Construction of the early Romanesque Merseburg Cathedral was begun by Bishop Thietmar of Merseburg in 1015.

It was consecrated in 1021 in the presence of Emperor Heinrich II (Henry II), however, following a series of collapses in the eastern part of the structure, the cathedral wouldn’t be formally consecrated and opened until 1042 by Bishop Hunold.

The Merseburg Cathedral of St. John and St. Lawrence is today considered one of the most important cathedral buildings in Germany.

The LDA team were excavating the basement of the so-called Martinikurie, a two-story residential building from the Baroque period. Excavations revealed the remains of the first bishop’s palace, dating from from the time of the second consecration of Merseburg Cathedral.
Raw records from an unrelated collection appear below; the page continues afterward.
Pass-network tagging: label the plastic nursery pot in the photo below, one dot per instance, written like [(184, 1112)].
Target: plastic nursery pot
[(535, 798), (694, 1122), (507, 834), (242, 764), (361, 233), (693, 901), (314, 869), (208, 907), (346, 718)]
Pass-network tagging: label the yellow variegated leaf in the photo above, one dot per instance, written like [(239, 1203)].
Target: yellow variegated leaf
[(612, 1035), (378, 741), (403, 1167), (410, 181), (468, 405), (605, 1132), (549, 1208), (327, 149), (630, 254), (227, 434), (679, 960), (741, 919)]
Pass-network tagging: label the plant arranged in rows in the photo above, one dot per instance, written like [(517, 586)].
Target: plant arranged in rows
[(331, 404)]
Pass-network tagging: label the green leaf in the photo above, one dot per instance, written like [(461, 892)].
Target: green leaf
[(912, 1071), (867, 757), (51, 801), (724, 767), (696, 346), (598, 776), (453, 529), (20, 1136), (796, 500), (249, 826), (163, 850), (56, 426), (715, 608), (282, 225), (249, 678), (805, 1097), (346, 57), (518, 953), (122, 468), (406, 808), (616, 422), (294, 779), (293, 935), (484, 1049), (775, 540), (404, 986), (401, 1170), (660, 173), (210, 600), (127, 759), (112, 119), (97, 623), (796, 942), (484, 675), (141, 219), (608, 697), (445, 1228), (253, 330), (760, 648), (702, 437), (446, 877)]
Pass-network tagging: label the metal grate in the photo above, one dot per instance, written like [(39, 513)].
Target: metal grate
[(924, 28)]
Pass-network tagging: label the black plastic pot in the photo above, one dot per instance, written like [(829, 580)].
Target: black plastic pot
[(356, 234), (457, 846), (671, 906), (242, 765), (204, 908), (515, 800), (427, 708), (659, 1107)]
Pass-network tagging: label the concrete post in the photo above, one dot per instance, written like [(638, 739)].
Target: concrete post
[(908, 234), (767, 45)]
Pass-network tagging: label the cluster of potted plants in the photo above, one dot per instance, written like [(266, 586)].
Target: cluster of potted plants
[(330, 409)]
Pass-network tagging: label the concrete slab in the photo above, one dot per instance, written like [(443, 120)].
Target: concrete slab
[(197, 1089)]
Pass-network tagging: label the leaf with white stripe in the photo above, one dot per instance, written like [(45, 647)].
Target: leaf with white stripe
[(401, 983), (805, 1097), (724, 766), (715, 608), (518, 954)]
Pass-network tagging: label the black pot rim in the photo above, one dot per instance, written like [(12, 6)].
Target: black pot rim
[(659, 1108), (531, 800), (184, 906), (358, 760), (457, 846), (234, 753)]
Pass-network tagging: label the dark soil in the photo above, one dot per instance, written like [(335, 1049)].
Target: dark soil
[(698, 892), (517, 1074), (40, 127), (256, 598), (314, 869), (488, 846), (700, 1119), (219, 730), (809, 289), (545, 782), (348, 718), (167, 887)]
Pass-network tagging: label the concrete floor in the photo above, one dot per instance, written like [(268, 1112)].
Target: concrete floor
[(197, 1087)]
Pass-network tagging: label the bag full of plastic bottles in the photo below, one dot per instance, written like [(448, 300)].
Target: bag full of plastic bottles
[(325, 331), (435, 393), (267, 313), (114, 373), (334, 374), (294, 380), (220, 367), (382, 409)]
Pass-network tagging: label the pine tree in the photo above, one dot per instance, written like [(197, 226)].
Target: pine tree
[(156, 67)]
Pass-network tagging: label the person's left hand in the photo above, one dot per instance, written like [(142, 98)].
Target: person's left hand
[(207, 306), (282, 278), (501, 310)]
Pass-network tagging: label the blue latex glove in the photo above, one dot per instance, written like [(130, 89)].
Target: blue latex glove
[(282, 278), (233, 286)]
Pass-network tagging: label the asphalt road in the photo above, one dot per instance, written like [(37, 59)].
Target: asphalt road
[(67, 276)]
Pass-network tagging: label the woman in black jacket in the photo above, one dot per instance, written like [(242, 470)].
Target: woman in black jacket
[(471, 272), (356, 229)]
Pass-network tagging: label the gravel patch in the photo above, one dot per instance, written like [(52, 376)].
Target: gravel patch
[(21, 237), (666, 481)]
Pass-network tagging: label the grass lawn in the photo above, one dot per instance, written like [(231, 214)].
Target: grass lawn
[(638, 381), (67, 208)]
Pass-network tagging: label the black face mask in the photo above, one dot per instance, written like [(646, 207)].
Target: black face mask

According to the LDA: “We found the almost completely preserved basement-like lower floor of a hall building, whose 1.75 metre thick foundation walls are still preserved up to a height of 3.40 metres. Steps in the masonry and a pillar from the time of construction inside the building prove that at least one hall-like upper floor once stood on top of this.”
The palace was constructed by Bishop Hunold, who headed the diocese of Merseburg between 1036 and 1050.

“This finding makes it possible to locate one of the most important buildings of the episcopal see in Merseburg – a building that, with its location and size, clearly expresses the self-confidence of the diocese, which was re-founded in 1004 by King Henry II of Germany” added the LDA.

Header Image Credit : LDA

Sources : State Office for Monument Preservation and Archaeology (LDA)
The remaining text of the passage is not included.